# How to learn advanced/abstract notation

1. Aug 28, 2016

### Xilor

Hi, while self-studying physics, I keep bumping into books that transition into more abstract math, using notation systems unfamiliar to me. This is often accompanied by explanations consisting of: 'we can write this as' 'it is easy to show that' 'therefore', which are not particularly helpful. And as books usually build on earlier sections, this is usually the point where I have to abandon a work. And of course, the next book reexplains all the sections I did understand, until again suddenly descending into some rune-language.

Are there any good methods/places to become familiar with these notation systems? Unfortunately I don't have access to professors who can explain the tricky bits when questions arise.
My focus would mostly be on SR/GR, and the problem usually starts appearing around the point where more abstract objects containing multiple elements, such as matrices, start appearing in formulas with millions of indices.

2. Aug 28, 2016

### Lucas SV

To be honest the best place to learn mathematical notation from is mathematics itself. Personally the first time I experienced material that emphasized the importance of proof is in this youtube series on analysis:
If you start practising proofs in which you use sets, the symbol $\in$, $\subset$, $\cup$, $\cap$, logical notation $\Rightarrow$, $\forall$, $\exists$, you should start getting it at some point. I'm not sure it is this kind of notation you were talking about though.

The main mathematics of GR is differential geometry, which can be very technical. However, for a first look in GR. you do not need to know many technicalities. A book that teaches GR without going into the geometric details, or describing spacetime as a manifold, is Weinberg's "gravitation and cosmology". This was actually the first book I learnt GR from, and it allowed me to learn it really early on. Later I needed to learn manifolds anyway, though.

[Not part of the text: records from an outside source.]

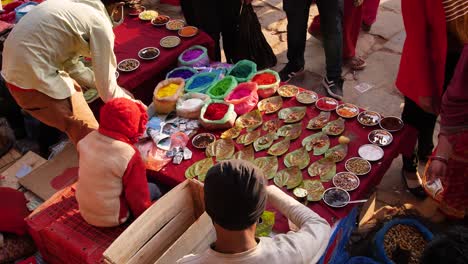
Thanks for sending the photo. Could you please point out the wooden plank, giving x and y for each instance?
(149, 223)
(9, 158)
(198, 197)
(9, 178)
(195, 240)
(39, 181)
(156, 247)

If you have examples of notations you are struggling with feel free to post. Perhaps make a list. Look up the latex symbols required, as in http://web.ift.uib.no/Teori/KURS/WRK/TeX/symALL.html, or a post in PF (the faq talks about latex and writing equations).

Last edited: Aug 28, 2016
3. Aug 28, 2016

### Xilor

Unfortunately it's more the technical side that I'm interested in now. Conceptually most of GR seems clear, but I'm trying to work myself towards the point where I could understand and perhaps work with the field equations etc.

For example, I was pointed to the Sean Caroll lectures and quickly got stuck on some of the earliest sections.
Up to (1.8) I don't have any problems following. At (1.9) I start having trouble. It took me some time here to figure out that the xu and xv actually refer to vectors using all of the dimensions, rather than just meaning one value of one dimension. but ok, I got through it.
At (1.10), I have no clue why the prime goes on top of the indice and I don't know why the delta is missing now, but conceptually still no problems here.
From (1.12) I can tell what (1.11) is supposed to be, but would not have figured it out otherwise. What is happening with these indices, why is the 'u' flying over to the matrix when he just referred to multiplying by xu what is its meaning up there at the matrix?
(1.13) makes me confident that I have no idea what is going on. What are these 'T' indices, why is this what we 'would like', how can I tell that whatever he's doing here relates to things being invariant? Where did the delta-x's suddenly come from and why do have two of them. Are the T's even behind the numbers they belong to, or are they in front? What happened to all those other indices we were using earlier? Does this no longer apply to all dimensions? What?
Then he transforms whatever that was, using a 'therefore' and an 'or' to whatever (1.15) is, and I know I should just abandon this.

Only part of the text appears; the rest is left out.